Bertrand Tavernier, Le juge et l’assassin (1976) : 15. Un film qui n’a rien perdu de sa superbe.

Joseph Bouvier, un ancien sergent d'infanterie réformé en raison de ses crises de violence, abat sa fiancée qui veut le quitter et tente de se suicider. Elle survit et lui aussi, malgré les deux balles qu'il s'est logées dans la tête. Esprit simple et exalté, nourri de slogans anarchistes, il devient vagabond lorsqu'il est libéré de l'asile où son geste l'a mené. Il va alors parcourir les villages en égorgeant et violant bergers ou bergères, entre deux airs d'accordéon. Ces scènes se passent dans la campagne ardèchoise, en 1893.

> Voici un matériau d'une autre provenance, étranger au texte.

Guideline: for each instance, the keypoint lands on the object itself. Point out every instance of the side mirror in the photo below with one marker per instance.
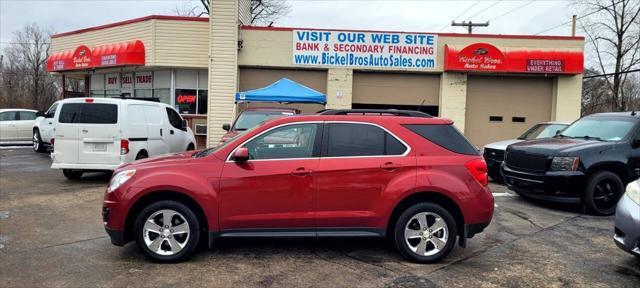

Un juge de province le suit patiemment à la trace et finit par obtenir son arrestation sur base d'un signalement composé à partir de témoignages. En obtenant la confiance de Bouvier, le juge obtient aussi de lui des aveux complets. Bouvier pense qu'on va le soigner, l'aider à ne plus souffrir, mais le juge ne croit pas à sa folie et fait tout pour obtenir sa condamnation à mort.

Un film sombre et politiquement dérangeant. Philippe Noiret et surtout Michel Galabru sont épatant. La vieille garde est là avec Isabelle Hupert et Jean-Claude Brialy.

Le film est inspiré de faits réels : la cavale sanguinaire de Joseph Vacher qui a tué au moins une vingtaine de personnes à la fin du XIXe siècle.

 

Galabru fut récompensé pour ce rôle par le César du meilleur acteur en 1977, alors qu'il était en concurrence avec Philippe Noiret, qui jouait le personnage du Juge.